Archiving .gov and .mil websites is going on now, with lots of help—but what if we could archive full government web services? This would mean keeping interactive sites that include databases and forms, available for future use even if the original website changes or is removed.
We like this idea because we would preserve how websites worked, not just what they looked like. As websites become more database driven and interactive, this would be a bigger help than the already helpful Wayback Machine.
We believe this is possible now given the increased use of virtual machines and cloud services. Webmasters are adjusting to having their systems work in an isolated environment and one that can be snapshot’d.
What we need are some webmasters who would like to try this. We think that government websites would be perfect because they tend to change as administrations change and the datasets are often public data.
If you run a website and would like to participate in this experiment or would like to help on the receiving end, please send a note to info@archive.org or reply to this post.
Archiving web services could usher in a completely new age in archiving of Internet resources.
I would enjoy helping out with this project. I might be a little rusty simple because I have not posted on my website in years. Nonetheless, if I can assist relative to this project kindly let me know.
Best.
Yes, we’ve begun doing some of this already at ibiblio.org as I described it here in 2015 (and earlier in a funded IBM Faculty Research Award).
http://www.ibiblio.org/archive/2015/10/the-web-going-dark-preserving-and-serving-aging-websites/
Obviously some sites with many outside links will be imperfectly preserved but working from the server side with restricted VMs has many advantages.
Restricted VMs done rightly can also keep abandoned or frozen sites available for a long time.

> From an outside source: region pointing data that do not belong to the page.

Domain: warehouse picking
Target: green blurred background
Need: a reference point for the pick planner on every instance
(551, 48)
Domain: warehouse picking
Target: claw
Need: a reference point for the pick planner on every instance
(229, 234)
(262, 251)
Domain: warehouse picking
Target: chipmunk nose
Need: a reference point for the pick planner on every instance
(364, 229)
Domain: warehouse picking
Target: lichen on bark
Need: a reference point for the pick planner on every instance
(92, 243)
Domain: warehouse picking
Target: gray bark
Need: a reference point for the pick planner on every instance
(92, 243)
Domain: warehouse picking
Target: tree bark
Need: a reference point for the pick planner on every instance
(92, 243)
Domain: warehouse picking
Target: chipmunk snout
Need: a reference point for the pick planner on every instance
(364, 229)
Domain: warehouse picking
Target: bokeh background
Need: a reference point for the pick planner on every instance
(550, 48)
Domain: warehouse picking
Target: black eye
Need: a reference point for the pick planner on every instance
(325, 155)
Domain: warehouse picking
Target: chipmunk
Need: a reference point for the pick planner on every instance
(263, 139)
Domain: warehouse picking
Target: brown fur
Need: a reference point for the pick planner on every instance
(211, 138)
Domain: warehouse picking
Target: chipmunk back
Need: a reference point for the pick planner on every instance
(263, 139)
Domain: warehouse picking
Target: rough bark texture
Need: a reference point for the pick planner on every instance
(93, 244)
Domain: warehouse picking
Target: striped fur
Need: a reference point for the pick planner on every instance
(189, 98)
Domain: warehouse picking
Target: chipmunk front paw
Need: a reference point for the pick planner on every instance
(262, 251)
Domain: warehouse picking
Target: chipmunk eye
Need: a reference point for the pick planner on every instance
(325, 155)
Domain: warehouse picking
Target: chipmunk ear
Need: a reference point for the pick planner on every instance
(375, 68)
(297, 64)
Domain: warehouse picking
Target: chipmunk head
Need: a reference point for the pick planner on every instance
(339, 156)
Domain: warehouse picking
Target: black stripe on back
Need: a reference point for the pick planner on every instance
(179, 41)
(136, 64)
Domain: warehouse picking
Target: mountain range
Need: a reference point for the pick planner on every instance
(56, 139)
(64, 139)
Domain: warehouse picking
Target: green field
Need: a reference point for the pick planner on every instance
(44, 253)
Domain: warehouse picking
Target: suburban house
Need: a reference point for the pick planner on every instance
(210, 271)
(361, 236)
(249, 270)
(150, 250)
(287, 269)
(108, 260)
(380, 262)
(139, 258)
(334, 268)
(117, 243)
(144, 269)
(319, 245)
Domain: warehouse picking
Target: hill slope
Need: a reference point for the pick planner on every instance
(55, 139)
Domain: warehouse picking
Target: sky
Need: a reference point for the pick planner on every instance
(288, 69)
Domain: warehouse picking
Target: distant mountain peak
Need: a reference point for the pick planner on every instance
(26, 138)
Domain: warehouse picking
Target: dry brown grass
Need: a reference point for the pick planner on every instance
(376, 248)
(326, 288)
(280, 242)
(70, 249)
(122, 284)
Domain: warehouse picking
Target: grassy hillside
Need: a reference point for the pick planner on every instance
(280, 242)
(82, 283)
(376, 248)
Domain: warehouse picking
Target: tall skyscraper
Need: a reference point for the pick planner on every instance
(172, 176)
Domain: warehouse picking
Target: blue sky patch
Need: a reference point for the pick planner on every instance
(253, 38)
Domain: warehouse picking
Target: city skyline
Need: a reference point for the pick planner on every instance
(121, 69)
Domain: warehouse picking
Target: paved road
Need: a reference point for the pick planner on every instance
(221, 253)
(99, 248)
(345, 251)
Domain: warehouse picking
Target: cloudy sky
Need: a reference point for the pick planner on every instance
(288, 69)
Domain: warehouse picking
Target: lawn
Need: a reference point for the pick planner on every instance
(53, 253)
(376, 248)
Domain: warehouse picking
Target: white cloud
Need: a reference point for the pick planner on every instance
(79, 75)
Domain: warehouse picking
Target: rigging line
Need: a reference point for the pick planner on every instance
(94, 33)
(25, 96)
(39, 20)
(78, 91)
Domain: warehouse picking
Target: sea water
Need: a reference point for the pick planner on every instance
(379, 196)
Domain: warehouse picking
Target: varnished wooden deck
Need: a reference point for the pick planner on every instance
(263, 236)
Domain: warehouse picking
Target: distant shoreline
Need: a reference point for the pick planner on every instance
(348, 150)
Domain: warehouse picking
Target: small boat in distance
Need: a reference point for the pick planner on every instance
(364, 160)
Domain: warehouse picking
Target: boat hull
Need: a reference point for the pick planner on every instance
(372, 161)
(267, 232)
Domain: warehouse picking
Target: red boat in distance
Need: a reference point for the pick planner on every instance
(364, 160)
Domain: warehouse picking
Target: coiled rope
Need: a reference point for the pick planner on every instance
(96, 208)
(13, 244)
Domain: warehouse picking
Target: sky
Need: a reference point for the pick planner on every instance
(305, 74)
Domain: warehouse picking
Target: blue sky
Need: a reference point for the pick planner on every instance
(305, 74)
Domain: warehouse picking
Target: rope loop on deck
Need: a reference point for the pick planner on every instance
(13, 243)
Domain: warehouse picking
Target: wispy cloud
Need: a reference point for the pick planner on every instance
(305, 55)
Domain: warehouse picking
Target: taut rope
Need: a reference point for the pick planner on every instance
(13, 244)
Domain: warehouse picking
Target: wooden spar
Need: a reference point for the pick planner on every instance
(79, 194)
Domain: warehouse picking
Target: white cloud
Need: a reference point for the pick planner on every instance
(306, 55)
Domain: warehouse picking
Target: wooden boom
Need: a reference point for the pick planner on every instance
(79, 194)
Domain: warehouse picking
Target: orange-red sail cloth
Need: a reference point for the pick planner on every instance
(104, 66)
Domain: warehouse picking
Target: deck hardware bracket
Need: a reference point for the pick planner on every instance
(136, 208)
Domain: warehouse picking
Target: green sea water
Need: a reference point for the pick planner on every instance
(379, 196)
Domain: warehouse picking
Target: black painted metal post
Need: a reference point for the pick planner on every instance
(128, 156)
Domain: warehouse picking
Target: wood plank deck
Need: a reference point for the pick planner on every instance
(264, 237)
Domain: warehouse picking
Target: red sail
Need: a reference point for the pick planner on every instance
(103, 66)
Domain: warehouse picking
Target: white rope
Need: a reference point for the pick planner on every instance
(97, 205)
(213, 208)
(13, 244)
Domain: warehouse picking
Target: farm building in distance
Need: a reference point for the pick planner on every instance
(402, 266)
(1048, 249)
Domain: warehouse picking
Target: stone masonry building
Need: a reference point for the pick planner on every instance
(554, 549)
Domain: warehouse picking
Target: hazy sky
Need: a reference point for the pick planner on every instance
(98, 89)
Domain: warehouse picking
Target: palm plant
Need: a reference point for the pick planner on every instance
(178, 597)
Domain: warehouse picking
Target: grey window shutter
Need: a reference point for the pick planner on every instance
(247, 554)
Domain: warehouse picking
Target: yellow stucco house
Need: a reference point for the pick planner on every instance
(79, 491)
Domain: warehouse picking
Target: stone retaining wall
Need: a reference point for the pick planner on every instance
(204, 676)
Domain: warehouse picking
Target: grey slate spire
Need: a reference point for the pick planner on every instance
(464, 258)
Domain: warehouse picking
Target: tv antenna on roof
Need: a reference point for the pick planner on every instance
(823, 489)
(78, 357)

Let talk and let’s work on this.
I am agree with you #Archive Government Web Services
This is a really interesting and vital area to explore, but I do wonder how it can be done without the ongoing collaboration of the people who create and manage the websites? In the case of government websites, there is likely more than one group who are part of delivering and managing the web service as well as the data? Plus there are so many other things to consider about the capture and management of data from various perspectives. There might be some lessons here from existing research into data archiving and records management related to how to understand what is a database record? I also think that some of these web services and data might be being managed as records and evidence already and so I wonder how the IA could connect to how and why this is being done in order to address gaps in the cultural record would be very useful. This could be linked to research into what is meaningful about web ‘content’ for future use although this is still an evolving area of inquiry? I would be interested in hearing more about the approach and how this work is being conceptualized from technical and conceptual points of view.